Running Away from the Finish

It's not so much that I'm running away from the end of my time here, I'm just trying to consciously will it away. Not that my time here in the grand ole UK ends as soon as some of the other people of my program who are leaving right away, but being here without them will be equally tough. ALRIGHT - enough of the ending stuff... what happened in my life this week you ask?
Well... Monday night Margy & I ventured over to Shoreditch, a recently-made cool area with a friend from LAMDA to see a musical that one of his mate's had directed. It was called "Bright Lights, Big City" and the best way to explain my feelings about it would be to tell you that there was a song titled "I Love Drugs" with a lyric "Drano for my brain-o". So... yeah. But it did end up being a really great night of adventures in new areas of London, and therefore, a successful evening!
Thursday marked two exciting things; not only was it Thanksgiving when I got to head back to my favorite half-American, English family, the Mogilner's, but I also had, what I think, is my favorite class at LAMDA thus far. It was my Physical Theatre Class, an hour and half that usually leaves me sweating and sore in places that I didn't know could be sore, but this class was totally different. It's going to sound very artsy and drama-schooly, but we literally spent the whole class listening to our bodies and moving in ways that made us stretch and move around space in ways that made us feel good. It was entirely about impulse and pleasure, and was just a excerisize in cutting the crap and doing whatever you want. People in my class ended up strewn over ballet bars, climbing into rafters and somersalting across the sprung floor - and none of us had any idea what was going to come next. My favorite thing was to try and let myself fall and not think about how I was going to keep myself from getting hurt. Every single time my body moved in a way that kept me from every falling to the ground or hurting myself, leading me to wonder how in the world I can be such a klutz when I'm concentrating.

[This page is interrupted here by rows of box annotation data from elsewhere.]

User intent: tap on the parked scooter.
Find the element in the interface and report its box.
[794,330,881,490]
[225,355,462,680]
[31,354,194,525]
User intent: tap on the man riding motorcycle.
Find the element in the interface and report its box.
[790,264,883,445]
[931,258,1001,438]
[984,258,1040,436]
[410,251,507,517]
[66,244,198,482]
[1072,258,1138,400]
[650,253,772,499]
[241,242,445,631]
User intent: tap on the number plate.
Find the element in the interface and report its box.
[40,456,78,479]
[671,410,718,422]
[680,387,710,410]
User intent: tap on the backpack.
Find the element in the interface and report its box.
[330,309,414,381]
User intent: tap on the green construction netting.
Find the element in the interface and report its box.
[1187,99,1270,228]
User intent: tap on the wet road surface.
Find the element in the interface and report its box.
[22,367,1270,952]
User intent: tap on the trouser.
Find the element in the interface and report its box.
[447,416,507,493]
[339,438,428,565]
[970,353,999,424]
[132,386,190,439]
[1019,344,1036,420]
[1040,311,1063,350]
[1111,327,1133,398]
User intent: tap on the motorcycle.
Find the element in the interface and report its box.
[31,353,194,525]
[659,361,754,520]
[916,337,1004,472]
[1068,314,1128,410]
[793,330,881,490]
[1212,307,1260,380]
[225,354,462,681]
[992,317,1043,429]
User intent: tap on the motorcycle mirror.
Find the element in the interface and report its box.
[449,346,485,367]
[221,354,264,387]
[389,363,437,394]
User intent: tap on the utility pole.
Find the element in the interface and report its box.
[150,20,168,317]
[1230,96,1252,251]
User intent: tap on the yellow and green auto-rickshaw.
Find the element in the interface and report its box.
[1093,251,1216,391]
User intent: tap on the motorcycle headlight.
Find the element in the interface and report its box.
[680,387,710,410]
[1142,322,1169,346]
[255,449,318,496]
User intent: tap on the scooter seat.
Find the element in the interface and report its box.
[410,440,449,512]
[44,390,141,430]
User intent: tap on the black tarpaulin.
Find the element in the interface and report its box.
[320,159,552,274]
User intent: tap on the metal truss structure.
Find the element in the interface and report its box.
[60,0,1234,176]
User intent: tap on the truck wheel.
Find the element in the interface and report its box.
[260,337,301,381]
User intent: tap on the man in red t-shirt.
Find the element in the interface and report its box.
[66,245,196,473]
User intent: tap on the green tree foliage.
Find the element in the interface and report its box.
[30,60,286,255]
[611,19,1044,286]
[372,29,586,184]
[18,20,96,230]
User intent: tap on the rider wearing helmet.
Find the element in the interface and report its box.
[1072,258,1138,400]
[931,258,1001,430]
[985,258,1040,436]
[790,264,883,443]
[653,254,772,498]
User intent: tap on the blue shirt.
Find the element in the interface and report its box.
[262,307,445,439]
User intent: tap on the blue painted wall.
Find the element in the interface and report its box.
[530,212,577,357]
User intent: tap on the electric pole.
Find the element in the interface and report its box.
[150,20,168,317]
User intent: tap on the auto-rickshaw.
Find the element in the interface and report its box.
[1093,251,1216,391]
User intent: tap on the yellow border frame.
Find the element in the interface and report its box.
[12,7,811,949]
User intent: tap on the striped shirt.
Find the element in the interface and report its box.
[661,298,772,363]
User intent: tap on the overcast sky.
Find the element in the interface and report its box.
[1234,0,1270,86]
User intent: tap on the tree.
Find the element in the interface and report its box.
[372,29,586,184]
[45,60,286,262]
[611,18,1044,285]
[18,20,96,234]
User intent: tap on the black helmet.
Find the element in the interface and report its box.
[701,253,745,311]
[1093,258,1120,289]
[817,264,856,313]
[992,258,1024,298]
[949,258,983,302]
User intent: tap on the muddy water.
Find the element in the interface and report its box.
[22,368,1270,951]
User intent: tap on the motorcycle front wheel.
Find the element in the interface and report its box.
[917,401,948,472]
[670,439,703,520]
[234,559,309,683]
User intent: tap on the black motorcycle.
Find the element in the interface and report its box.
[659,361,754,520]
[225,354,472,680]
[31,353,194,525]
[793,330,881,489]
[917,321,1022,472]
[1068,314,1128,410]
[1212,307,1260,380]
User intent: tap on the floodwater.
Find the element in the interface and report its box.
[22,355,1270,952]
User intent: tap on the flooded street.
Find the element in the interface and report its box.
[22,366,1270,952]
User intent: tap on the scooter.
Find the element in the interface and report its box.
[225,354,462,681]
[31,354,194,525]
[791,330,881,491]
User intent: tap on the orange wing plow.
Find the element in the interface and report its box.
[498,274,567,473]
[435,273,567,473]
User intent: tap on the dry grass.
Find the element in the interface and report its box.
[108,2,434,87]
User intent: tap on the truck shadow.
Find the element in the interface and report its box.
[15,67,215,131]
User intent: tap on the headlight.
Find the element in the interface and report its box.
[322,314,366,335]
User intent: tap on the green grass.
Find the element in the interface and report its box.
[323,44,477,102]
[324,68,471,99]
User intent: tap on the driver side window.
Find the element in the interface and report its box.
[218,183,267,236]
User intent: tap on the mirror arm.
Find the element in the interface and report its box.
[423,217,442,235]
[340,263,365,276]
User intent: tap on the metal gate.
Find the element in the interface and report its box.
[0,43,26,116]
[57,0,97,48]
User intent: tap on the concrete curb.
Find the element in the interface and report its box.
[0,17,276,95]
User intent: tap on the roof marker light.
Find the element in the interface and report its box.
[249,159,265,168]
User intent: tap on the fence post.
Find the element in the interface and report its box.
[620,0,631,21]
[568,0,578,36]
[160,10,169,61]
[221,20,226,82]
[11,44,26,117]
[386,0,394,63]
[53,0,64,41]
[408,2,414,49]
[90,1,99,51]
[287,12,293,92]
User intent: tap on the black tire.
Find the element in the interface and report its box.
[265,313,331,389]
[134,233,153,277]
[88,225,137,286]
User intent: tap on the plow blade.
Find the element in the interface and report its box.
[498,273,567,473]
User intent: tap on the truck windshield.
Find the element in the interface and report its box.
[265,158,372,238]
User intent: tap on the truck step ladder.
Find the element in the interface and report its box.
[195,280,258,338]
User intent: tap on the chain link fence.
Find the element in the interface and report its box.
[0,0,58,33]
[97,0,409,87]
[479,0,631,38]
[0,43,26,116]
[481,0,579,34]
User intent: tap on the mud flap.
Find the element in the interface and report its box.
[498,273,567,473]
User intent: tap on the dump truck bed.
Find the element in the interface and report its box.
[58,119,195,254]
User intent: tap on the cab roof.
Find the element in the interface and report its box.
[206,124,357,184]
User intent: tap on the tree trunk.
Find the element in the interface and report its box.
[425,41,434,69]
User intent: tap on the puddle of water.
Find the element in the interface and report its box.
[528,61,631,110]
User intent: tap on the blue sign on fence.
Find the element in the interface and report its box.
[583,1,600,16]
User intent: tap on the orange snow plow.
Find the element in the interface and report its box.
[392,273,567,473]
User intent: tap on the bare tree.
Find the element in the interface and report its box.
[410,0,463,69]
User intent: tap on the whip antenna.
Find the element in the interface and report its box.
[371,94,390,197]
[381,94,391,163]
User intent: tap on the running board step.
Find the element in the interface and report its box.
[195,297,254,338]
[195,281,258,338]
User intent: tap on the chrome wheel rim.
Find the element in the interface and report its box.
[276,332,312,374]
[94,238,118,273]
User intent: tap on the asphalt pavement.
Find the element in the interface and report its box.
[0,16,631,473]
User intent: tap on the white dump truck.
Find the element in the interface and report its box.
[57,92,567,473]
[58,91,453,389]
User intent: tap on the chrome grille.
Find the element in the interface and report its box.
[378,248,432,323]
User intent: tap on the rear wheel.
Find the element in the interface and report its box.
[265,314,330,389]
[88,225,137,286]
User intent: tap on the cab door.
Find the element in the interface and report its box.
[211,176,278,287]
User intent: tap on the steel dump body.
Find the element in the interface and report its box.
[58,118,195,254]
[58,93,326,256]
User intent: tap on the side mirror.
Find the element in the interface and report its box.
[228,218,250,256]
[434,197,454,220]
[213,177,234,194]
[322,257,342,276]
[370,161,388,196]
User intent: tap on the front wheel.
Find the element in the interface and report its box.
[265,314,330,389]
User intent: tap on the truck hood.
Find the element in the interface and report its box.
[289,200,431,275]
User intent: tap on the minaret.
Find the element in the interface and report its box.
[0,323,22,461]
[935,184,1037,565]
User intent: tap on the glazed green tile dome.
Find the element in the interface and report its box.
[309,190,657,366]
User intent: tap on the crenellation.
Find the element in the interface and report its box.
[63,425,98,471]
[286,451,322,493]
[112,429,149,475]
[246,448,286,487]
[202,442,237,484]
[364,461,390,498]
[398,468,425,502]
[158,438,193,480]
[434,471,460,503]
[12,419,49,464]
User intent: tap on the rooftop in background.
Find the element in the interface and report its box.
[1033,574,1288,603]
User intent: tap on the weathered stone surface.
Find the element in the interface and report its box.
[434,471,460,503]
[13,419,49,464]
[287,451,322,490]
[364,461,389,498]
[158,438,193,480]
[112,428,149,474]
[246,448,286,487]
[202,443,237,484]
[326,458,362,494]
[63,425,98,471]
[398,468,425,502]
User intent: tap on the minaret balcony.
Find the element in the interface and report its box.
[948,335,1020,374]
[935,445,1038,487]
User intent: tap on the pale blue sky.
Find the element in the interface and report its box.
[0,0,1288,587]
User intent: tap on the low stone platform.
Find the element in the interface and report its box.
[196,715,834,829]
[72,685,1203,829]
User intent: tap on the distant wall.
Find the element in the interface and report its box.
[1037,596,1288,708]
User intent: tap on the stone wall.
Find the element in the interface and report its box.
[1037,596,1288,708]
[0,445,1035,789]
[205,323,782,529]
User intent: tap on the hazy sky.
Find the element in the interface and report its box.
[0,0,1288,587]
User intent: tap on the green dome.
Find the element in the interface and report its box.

I know it probably sounds a bit bizarre and the fact that that is a class that I am being graded in baffles most everybody I talk to, but it was such an unreal opportunity that I have never had before, and doubt I will have again anytime soon.
Friday night brought our "Improv Party", which sounds a lot like a party with "Whose Line is it Anyway?" games, but was actually quite far from it. For the last 2 months in class we have each been keeping a character journal, inspired by a picture of a stranger. Our instructions were to find a picture of someone of our gender over the age of 40 (ideally, someone you would never be cast as) and create a character around them. This included everything from first kiss to most recent pay-check and every week my improv professor would give us a series of questions to answer as that character. Friday night we arrived at the party in full-costume and make-up according to this person that we had created, and proceeded to socialize for the next 3 HOURS a them. We were pretty uniformly terrified about keeping it going for that long, but it ended up going a lot smoother than any of us had anticipated, and it probably didn't hurt that they served alcohol as a social lubricant. At 9 o'clock when we all left the party and returned to our normal hair, makeup, clothing and age there was really nothing else to do but head to Curtain's Up, the local LAMDA pub and reminisce about just how ridiculous the last 3 hours were - and they really were.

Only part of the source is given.